Japan's Power Utilities to Suspend Responding to Clean Energy Applications

Keywords: Renewable Energy 

Photo: Solar panel
Image by gau

Kyushu Electric Power Co. of Japan announced on September 24, 2014, that it will put on hold its response to new applications for grid connection from renewable energy producers operating in the Kyushu service area. Kyushu Electric explained the reasons as follows.

Since Japan's feed-in-tariff (FIT) scheme was introduced in July 2012, the number of renewable energy businesses, mainly photovoltaic power producers, has grown across the nation. Renewable energy businesses have been developed more actively and rapidly in Kyushu than in other regions. The amount of solar power capacity certified under the FIT scheme and the amount of power capacity operating at present in this area both account for about one fourth of the national total.

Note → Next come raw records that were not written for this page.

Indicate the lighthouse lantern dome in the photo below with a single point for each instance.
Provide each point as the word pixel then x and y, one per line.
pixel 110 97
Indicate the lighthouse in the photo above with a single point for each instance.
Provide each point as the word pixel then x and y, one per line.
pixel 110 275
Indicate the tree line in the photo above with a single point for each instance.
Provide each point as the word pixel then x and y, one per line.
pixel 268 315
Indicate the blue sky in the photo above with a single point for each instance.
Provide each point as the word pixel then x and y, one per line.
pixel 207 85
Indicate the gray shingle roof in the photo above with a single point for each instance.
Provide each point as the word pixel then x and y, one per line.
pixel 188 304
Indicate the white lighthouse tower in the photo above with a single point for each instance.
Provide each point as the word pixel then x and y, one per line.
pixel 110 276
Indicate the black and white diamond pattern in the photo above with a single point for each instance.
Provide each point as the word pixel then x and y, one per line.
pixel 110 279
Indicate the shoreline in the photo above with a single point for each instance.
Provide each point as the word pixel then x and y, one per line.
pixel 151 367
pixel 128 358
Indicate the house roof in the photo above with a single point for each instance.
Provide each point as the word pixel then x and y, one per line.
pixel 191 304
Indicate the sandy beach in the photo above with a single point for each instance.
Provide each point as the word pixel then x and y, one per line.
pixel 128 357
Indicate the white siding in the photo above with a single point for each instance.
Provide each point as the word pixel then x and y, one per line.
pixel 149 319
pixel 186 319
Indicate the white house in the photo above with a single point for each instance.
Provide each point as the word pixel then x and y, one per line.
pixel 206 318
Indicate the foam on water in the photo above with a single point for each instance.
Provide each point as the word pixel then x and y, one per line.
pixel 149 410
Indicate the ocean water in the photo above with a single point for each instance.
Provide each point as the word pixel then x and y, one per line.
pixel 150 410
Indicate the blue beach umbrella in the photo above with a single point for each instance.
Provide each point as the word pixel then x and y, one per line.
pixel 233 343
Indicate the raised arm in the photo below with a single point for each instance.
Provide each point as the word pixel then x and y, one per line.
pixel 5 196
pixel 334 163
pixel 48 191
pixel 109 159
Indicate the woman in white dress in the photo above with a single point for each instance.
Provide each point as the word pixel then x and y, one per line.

In the single month of March 2014, we received about 70,000 applications from solar power producers--the same number of applications we received in the entire previous year. That prompted us to review our existing program based on the FIT scheme: We found that if the power capacity from all applications submitted through the end of July 2014 were to be connected to the grid, the total solar and wind-generated power flowing through the grid would reach about 12.6 million kilowatts. This capacity, when fully operating, exceeds the daytime power demand in this service area during fair weather hours in spring and autumn, due to reduced heating and air conditioning demand during these times. This causes concern over the difficulty of maintaining a stable electricity supply due to an imbalance of supply and demand.

In response to this situation, we are conducting an investigation to see how much additional renewable energy capacity we can accept in the Kyushu region by taking all possible measures available at present to improve the supply-demand balance, such as by operating pumped power storage during the day and transmitting power outside the Kyushu area using grid interconnections. Over a period which may last several months, we will suspend replying to renewable energy businesses who have already applied or are planning to apply for our FIT scheme program. This suspension currently does not apply to residential solar power systems under 10 kilowatts of capacity.

Following Kyushu Electric's announcement, Hokkaido Electric Power Co., Shikoku Electric Power Co., and Tohoku Electric Power Co. all announced that they too will suspend responding to applications from renewable energy producers in their service areas, starting October 1, 2014. In the Japanese utility system, Japan is divided into 10 areas, with one utility company monopolizing the power supply in each area. Among the 10 utility companies, five of them, including Okinawa Electric Power Co., which was the first to announce it would suspend responding, have decided to put their response to green energy applications on hold for several months.

The utility companies say they have not changed their current stance of making an active effort to develop renewable energy. However, the suspensions have already taken a toll. Miyazaki Prefecture in Kyushu announced that it will suspend its call for applications for its project to rent the rooftops of prefectural high schools for installment of solar power facilities. And businesses that were planning to develop megawatt-scale photovoltaic systems announced that they would review their business plans. Some have voiced bewilderment and concern, saying the situation may spoil Japan's nascent green energy movement.